Saliva mempunyai sejumlah fungsi penting, antara lain memudahkan kita
menelan, mempertahankan kelembaban mulut, bekerja sebagai pelarut molekul yang
merangsang indera pengecap, membantu proses bicara dengan memudahkan
pergerakan bibir dan lidah, dan mempertahankan kebersihan mulut dan gigi. Saliva
juga mempunyai daya antibakteri, dan penderita defisiensi salivasi (xerostomia)
mempunyai insidens karies gigi yang lebih tinggi daripada normal. Sistem dapar
saliva membantu mempertahankan pH mulut sekitar 7,0. Sistem ini juga membantu
menetralkan asam lambung dan menghilangkan nyeri ulu hati (heartburn) bila getah
lambung mengalami regurgitasi ke dalam esophagus [1].
Kelenjar saliva yang utama adalah kelenjar parotis, submandibularis, dan
sublingualis, selain itu juga ada beberapa kelenjar bukalis yang sangat kecil. Sekresi
saliva normal harian berkisar 800-1500 ml. Saliva mengandung dua tipe sekresi
protein yang utama : (1) Sekresi serosa yang mengandung ptialin (suatu α-amilase),
yang merupakan enzim untuk mencernakan karbohidrat, dan (2) Sekresi mucus yang
mengandung musin untuk tujuan perlindungan dan pelumasan. Kelenjar parotis
hampir seluruhnya menyekresi tipe serosa, sementara kelenjar submandibularis dan
sublingualis menyekresi mucus dan serosa. Kelenjar bukalis hanya menyekresi
mucus. Saliva mempunyai pH antara 6,0-7,0; suatu kisaran yang menguntungkan
untuk kerja pencernaan dari ptialin [1].
Tepung, suatu polimer glukosa, adalah karbohidrat utama dalam makanan.
Bahan ini dicerna oleh amilase dalam air liur oleh α-amilase dalam air liur lalu oleh
α-amilase yang dihasilkan oleh pankreas dan bekerja di usus halus. Di-, tri-, dan
oligosakarida yang dihasilkan oleh α-amilase ini diuraikan menjadi glukosa oleh kerja
enzim-enzim pencernaan yang terletak di permukaan brush border sel epitel usus [1].
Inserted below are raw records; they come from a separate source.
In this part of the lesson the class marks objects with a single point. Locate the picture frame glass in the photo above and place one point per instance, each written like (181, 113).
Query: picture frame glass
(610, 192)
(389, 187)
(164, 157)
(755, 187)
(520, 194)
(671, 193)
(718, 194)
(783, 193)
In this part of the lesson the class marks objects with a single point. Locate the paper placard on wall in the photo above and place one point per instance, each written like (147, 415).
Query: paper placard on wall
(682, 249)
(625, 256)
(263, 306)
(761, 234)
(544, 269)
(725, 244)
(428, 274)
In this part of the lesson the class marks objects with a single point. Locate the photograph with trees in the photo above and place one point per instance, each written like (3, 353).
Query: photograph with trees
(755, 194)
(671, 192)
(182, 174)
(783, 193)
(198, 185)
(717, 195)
Dia tiga pasangan utama kelenjar ludah adalah parotid, submandibular dan
sublingual. Mereka saluran terbuka sebaliknya molar kedua rahang atas, di samping
dari frenum bahasa dan dalam bahasa sulkus. Selain itu, ada banyak kelenjar liur
minor, yang saluran terbuka ke sebagian besar wilayah oral mukosa kecuali di daerah
yang meliputi dorsum lidah, yang anterior bagian dari langit-langit keras dan gingiva
tersebut. Gabungan sekresi dari berbagai kelenjar disebut "air liur secara
keseluruhan." Ketika aliran unstimulated, yang submandibular parotid, sublingual dan
kecil kelenjar lendir (MMGs) berkontribusi sekitar 25 persen, 60 persen, 7 sampai 8
persen dan 7 hingga 8 persen, masing-masing, untuk seluruh air liur, tapi ketika aliran
dirangsang, parotis kelenjar kontribusi meningkat oleh sekurang sedikitnya 10
percent.1-4. Karena air liur dari berbagai kelenjar memasuki mulut di beberapa
lokasi, tidak tercampur. Amilase enzim disekresikan terutama oleh kelenjar parotis,
dan dengan menggunakan amilase sebagai penanda untuk
parotis air liur, Sas dan Dawes5 menemukan bahwa mereka bisa menghitung
Persentase kontribusi parotis air liur air liur untuk keseluruhan sampel pada beberapa
situs [5].
Banyak faktor yang dapat mempengaruhi tanggapan terhadap sebuah
kompleks enzim karena tergantung pada spesifisitas enzim, konsentrasi substrat, dosis
enzim, interaksi antara enzim, bahan kualitas dan jenis, tingkat nutrisi dalam diet, dan
usia hewan [6].
BAB III
PRINSIP DAN METODE PRAKTIKUM
A. Persiapan Urin
1. Sampel urin yang digunakan adalah urin selama 24 jam
2. Amati dan catat sifat fisik dari urin yang meliputi volume, warna, dan bau
3. Catat pH urin dengan menggunakan kertas lakmus atau pH indikator
B. Alat dan bahan
Alat Bahan
1. Tabung reaksi 1. Sampel urin
2. Tabung Erlenmeyer 2. Larutan Kalsium Oksalat
3. Gelas ukur 3. Larutan Amonium Molibdat
4. Lampu Bunsen 4. Larutan HCl pekat
5. Penjepit tabung reaksi 5. Fenolftalein
6. Corong 6. Larutan NaOH
7. Pipet 7. Larutan AgNO3
C. Cara Praktikum
4. Uji Kalsium
Ke dalam 15 ml urin tambahkan 3 ml NH4OH pekat lalu didihkan. Kalsium
dan magnesium fosfat diendapkan, saring dan cuci endapannya dengan aquadest.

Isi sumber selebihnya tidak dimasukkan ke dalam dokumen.